Exigences éco-climatiques
Le sorgho s’adapte à de nombreux milieux. Toutefois, sa culture réussit mieux sur les sols argileux à argilo-limoneux. La gamme de pH du sol supportée par le sorgho est comprise entre 5,0- 8,5 et il tolère plus la salinité sodique et la toxicité aluminique comparativement au maïs. Il peut produire du grain sur des sols pauvres voire très inaptes pour d’autres cultures (Chantereau et al., 1997 ; House, 1987). Le sorgho exige moins d’eau pour sa croissance que les autres céréales.
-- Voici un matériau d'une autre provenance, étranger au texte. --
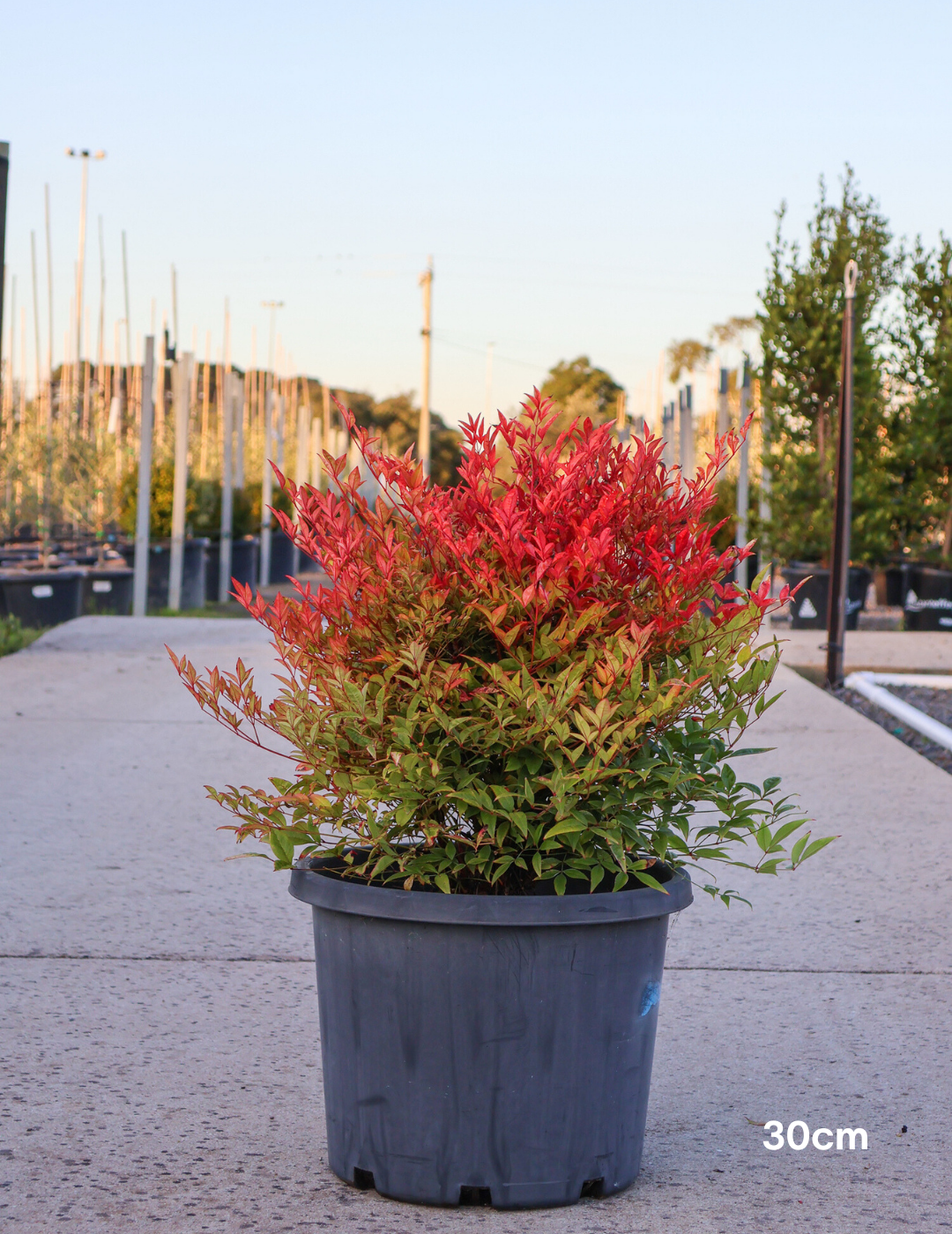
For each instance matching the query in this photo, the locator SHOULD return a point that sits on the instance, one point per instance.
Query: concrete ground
(160, 1057)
Les besoins de la plante augmentent au cours de sa croissance pour atteindre un pic à la floraison puis il commence à baisser. Le pic de sa consommation atteint alors 6 à 7 mm d’eau /ha /jour. Le sorgho supporte plus l’engorgement temporaire des sols que les autres céréales. La floraison et la formation des grains se déroulent normalement à des températures comprises entre 30° et 43°C avec une humidité relative de 15 à 30%, si la plante dispose d’eau dans le sol. Le sorgho ne supporte pas le froid avec un ralentissement de la croissance à 20°C. Cependant, certaines variétés germent et se développent à des températures aussi basses que 12°C (House, 1987).